University addresses annual audit findings, highlights progress

Published

The Louisiana Legislative Auditor is expected to release its fiscal year 2025 audit report for the University of Louisiana at Lafayette on Monday. 

The report includes three findings. Two involve federal research compliance processes that have been reported for the past four years and are related to federal grant administration. The third finding involves purchasing card expenses and reporting procedures.

“This audit reflects both the work that remains and the progress that has already been made,” said Dr. Ramesh Kolluru, University president, in a message to the campus community. “Accountability requires that we acknowledge problems, address them directly and make improvements where needed. That is exactly what we are doing.”

Kolluru said the University expects the two research-related findings will be resolved by the next audit cycle. 

“The two research-related findings are not new.
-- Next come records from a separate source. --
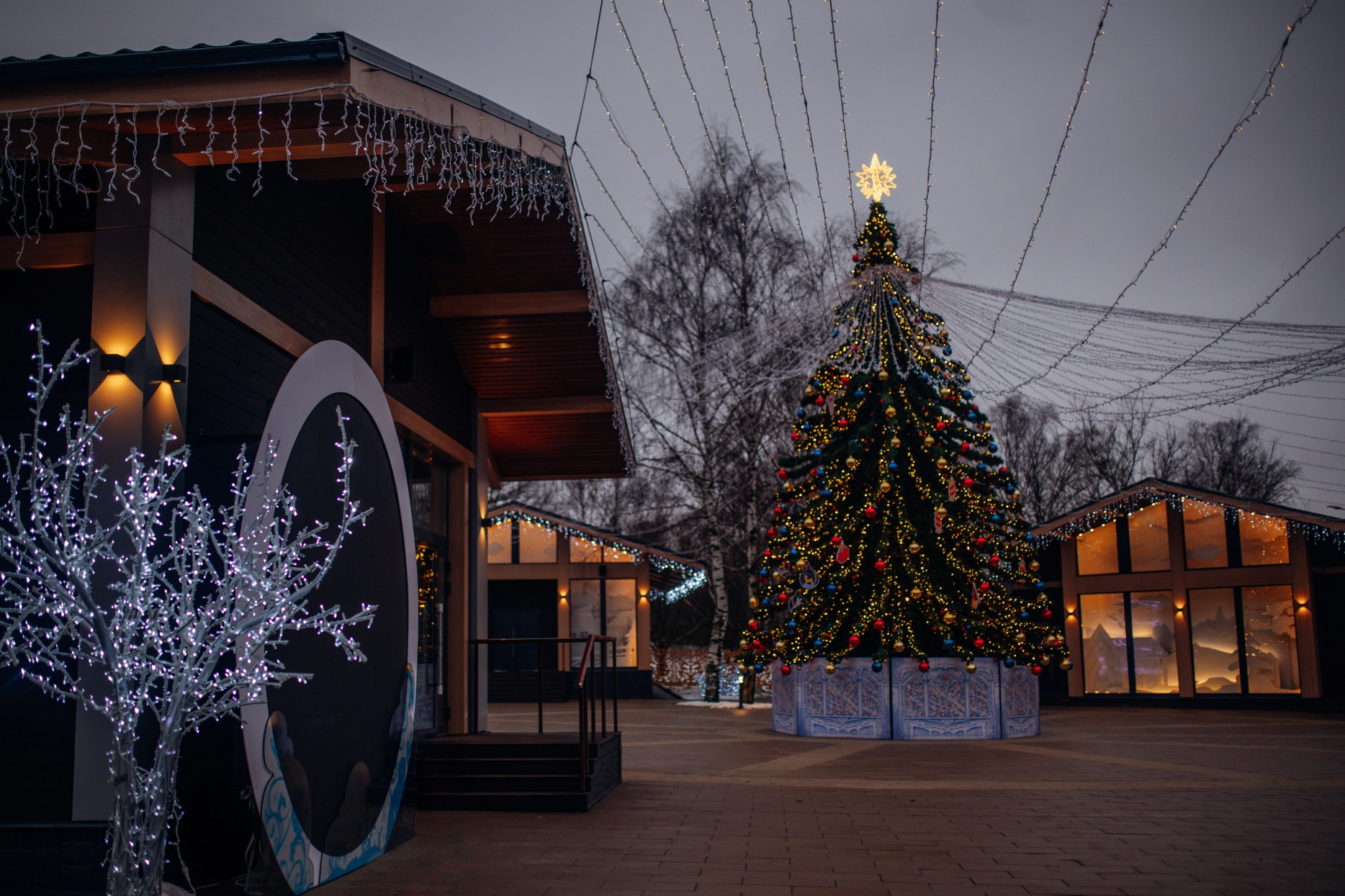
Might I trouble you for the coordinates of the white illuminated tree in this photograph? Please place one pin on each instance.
(153, 608)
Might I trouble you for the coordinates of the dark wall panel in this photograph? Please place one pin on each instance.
(300, 250)
(440, 393)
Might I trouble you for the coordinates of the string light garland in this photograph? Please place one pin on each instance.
(1051, 181)
(775, 120)
(1254, 109)
(897, 528)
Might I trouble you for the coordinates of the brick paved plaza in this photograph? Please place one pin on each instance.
(1106, 801)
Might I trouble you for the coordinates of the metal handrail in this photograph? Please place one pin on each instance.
(588, 697)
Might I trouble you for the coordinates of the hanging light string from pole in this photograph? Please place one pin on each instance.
(775, 120)
(743, 130)
(696, 100)
(807, 128)
(934, 81)
(1230, 327)
(1032, 235)
(1253, 109)
(845, 139)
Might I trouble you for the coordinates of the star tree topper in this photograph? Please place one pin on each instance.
(876, 179)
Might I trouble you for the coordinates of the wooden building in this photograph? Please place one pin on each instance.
(202, 218)
(1171, 592)
(554, 577)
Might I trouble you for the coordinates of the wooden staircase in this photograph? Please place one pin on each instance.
(516, 772)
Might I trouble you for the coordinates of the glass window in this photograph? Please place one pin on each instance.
(1149, 540)
(1272, 639)
(616, 556)
(621, 617)
(584, 551)
(499, 543)
(1106, 662)
(1154, 635)
(1098, 551)
(536, 544)
(1213, 639)
(585, 614)
(1207, 540)
(1263, 538)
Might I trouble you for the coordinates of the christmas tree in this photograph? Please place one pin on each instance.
(897, 529)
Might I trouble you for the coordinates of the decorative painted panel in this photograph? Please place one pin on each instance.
(850, 702)
(946, 702)
(1021, 701)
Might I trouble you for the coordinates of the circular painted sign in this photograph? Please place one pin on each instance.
(328, 756)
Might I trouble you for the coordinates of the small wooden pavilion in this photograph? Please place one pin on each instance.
(1171, 592)
(204, 217)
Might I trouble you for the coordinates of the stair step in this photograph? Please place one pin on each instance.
(438, 784)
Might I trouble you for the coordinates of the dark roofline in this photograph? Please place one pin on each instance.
(670, 555)
(1179, 489)
(322, 49)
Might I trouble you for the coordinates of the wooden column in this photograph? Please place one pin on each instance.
(1309, 664)
(377, 284)
(455, 605)
(562, 597)
(142, 309)
(1177, 564)
(1074, 638)
(643, 653)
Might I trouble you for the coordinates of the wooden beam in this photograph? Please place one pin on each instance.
(540, 407)
(246, 311)
(510, 304)
(53, 250)
(252, 315)
(377, 286)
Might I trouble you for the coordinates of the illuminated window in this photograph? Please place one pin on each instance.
(1154, 638)
(499, 543)
(584, 551)
(1272, 639)
(1264, 540)
(1213, 641)
(1098, 551)
(616, 556)
(536, 544)
(1149, 538)
(1106, 646)
(1207, 540)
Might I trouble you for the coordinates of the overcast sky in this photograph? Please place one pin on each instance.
(1166, 85)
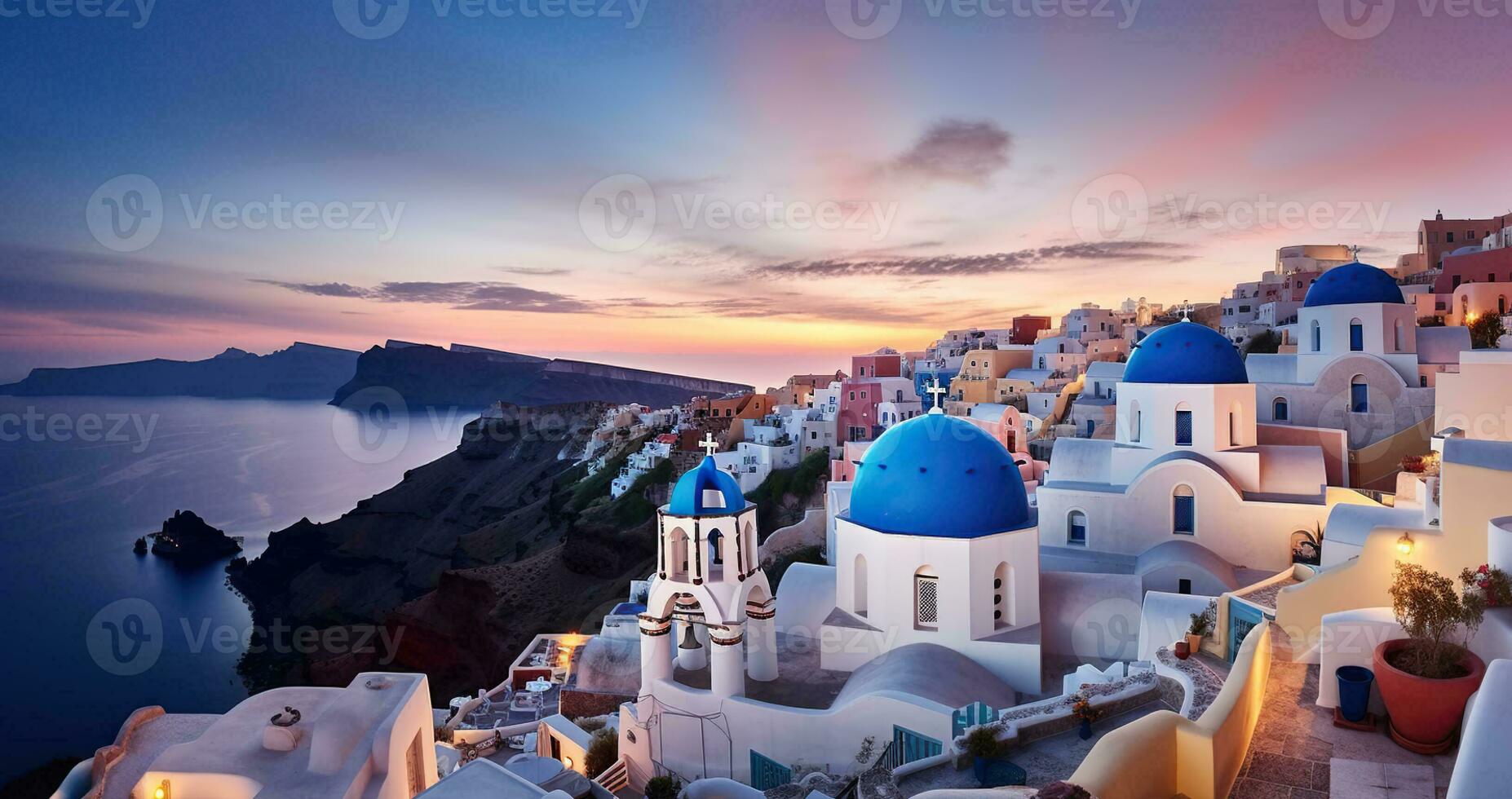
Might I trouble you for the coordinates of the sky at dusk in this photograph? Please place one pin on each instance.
(738, 189)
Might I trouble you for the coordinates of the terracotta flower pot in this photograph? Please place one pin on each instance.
(1425, 713)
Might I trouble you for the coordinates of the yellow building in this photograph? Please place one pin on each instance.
(980, 370)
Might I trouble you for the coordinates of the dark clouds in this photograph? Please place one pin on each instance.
(995, 263)
(956, 152)
(465, 295)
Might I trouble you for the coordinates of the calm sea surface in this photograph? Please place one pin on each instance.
(82, 478)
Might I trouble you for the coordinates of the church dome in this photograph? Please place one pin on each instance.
(1351, 285)
(1186, 352)
(938, 476)
(706, 492)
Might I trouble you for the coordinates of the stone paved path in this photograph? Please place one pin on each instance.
(1296, 740)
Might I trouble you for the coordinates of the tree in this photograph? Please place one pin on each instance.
(1485, 331)
(603, 751)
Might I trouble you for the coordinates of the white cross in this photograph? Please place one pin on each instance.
(936, 390)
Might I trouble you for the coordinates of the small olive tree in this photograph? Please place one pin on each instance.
(603, 751)
(1429, 607)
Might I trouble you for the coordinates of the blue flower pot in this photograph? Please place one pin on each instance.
(1354, 692)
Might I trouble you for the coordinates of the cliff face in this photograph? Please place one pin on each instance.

They involve federal grant administration and have been the focus of significant corrective work over the past 13 months,” Kolluru said. “We recognized that these findings would likely remain open during this audit cycle because the solutions required substantial changes to processes, organizational structure and oversight systems that could not be fully implemented before the start of the new fiscal year on July 1, 2025. Over the past year, we have continued implementing those changes and strengthening the way research administration is managed. We expect these findings to be resolved in the next audit cycle because of those efforts.”

The third finding involved purchasing card expenses and reporting procedures. According to the report, the issues were identified through University monitoring processes and reviewed through established internal procedures. The University has already implemented additional safeguards related to expense review, employee training and reporting procedures and will continue strengthening accountability measures, Kolluru said. 

The report also noted progress in areas previously identified for improvement. Two prior research compliance findings have been resolved and are no longer cited.